The capitalization, punctuation, spacing and so forth are completely irrelevant. The example seems to be lost on many people, who think it has something to do with monkeys or literature. It has nothing to do with either.

The example requires an infinite number of monkeys at an infinite number of typewriters, OR a single monkey at a typewriter for an infinite amount of time, either of which is inherently impossible. The result of that is an infinite string of letters and numbers and spaces and punctuation.

Somewhere within that infinite string will be every possible combination of letters and numbers. This includes the complete works of Shakespeare. This includes every piece of literature ever written. This includes every piece of literature that has been conceived, but never written.
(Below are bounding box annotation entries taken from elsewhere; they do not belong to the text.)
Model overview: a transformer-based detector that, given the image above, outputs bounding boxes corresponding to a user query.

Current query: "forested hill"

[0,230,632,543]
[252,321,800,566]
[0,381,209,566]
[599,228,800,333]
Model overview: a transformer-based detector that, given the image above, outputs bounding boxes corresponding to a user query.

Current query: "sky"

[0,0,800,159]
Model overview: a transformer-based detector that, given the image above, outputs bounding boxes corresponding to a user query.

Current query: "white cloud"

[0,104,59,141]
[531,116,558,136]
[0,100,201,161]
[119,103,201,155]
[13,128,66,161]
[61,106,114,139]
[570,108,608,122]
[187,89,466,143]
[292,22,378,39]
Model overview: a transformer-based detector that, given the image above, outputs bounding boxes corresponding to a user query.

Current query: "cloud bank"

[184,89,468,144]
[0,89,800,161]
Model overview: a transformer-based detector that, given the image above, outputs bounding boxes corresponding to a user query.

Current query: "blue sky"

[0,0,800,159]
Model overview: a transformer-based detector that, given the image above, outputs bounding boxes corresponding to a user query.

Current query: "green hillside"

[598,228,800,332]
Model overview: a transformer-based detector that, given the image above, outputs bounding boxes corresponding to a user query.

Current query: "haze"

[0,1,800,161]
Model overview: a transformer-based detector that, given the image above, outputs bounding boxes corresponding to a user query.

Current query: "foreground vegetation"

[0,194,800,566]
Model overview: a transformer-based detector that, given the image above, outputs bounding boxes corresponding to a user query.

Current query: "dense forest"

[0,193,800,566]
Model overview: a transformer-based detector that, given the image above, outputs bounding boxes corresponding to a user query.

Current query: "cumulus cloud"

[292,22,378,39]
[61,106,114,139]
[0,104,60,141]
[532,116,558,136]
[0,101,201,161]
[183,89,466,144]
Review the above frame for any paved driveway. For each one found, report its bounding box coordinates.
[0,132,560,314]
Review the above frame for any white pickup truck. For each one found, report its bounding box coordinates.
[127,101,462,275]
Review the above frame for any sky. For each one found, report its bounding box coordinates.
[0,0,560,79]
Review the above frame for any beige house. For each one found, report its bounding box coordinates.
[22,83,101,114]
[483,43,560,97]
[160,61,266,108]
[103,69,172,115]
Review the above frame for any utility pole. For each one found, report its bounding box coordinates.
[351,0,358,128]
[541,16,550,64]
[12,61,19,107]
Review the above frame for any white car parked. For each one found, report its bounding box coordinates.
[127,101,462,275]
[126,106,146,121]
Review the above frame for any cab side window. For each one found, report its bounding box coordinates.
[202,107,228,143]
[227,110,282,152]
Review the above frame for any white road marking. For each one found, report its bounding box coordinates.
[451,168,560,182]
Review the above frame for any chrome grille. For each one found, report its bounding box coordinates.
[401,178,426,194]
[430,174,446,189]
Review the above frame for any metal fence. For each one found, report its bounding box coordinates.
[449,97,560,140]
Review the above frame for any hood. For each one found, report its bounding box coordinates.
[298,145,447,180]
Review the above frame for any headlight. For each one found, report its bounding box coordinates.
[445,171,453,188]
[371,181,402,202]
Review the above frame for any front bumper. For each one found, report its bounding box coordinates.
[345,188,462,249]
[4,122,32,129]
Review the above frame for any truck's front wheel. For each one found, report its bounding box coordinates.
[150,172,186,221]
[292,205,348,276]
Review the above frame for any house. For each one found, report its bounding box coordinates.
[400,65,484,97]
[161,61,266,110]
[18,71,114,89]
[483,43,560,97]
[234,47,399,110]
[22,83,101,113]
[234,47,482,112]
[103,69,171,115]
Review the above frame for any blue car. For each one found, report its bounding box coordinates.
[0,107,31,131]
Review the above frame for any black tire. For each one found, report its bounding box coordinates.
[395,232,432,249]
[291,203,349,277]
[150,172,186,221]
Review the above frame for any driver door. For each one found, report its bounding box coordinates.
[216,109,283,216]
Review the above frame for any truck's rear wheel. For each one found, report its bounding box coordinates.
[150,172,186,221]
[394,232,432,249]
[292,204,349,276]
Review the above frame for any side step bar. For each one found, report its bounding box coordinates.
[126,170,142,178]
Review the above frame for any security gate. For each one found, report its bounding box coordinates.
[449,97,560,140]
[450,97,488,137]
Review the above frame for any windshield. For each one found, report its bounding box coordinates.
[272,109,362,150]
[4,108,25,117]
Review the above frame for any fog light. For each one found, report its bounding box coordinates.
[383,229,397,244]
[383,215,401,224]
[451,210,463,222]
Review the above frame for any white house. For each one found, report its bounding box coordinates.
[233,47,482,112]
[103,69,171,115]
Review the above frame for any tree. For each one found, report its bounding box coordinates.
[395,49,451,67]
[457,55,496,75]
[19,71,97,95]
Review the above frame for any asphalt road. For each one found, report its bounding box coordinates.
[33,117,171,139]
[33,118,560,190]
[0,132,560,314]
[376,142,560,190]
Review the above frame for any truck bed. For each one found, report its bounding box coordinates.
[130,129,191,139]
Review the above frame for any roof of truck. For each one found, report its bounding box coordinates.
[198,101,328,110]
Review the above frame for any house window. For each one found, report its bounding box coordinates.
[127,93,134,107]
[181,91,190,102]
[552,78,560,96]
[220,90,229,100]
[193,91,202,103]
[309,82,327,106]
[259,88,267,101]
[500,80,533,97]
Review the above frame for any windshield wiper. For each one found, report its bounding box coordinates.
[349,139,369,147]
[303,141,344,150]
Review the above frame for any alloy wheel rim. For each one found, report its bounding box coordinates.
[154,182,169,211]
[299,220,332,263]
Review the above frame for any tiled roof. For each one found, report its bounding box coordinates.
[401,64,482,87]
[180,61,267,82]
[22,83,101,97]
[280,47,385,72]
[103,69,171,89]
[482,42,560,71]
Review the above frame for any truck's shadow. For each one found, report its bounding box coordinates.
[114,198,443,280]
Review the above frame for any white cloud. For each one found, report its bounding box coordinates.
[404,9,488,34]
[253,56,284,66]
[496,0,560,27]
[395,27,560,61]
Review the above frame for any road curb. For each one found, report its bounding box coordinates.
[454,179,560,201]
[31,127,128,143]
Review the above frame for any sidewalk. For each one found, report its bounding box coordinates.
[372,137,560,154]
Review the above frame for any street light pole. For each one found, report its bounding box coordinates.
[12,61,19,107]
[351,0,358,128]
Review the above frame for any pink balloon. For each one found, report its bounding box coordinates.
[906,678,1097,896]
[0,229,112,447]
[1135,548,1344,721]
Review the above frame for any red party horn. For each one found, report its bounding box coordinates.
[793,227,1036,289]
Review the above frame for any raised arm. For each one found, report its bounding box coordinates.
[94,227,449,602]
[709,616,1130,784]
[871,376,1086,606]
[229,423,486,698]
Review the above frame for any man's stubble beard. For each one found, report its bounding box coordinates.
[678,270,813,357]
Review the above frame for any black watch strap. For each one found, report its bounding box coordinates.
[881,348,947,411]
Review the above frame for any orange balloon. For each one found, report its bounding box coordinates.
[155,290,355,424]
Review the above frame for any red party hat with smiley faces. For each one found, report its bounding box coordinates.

This includes this entire thread. Because that is the scope of infinity. EVERY possible combination. The complete works of Shakespeare is a single combination.
 

Chun-tzu said:
The example requires an infinite number of monkeys at an infinite number of typewriters, OR a single monkey at a typewriter for an infinite amount of time, either of which is inherently impossible.

I underlined the important point in the quote above.
 

Chun-tzu said:
Somewhere within that infinite string will be every possible combination of letters and numbers. This includes the complete works of Shakespeare.

Actually, at some point, statistically, the improbable becomes the impossible. The example (monkey/shakespeare theory) is flawed because it fails to recognize that random activity can only go so far in producing anything. I forget the actual statistical figure sometimes given, but after a certain improbability we can state with certainty that a given random event will never occur.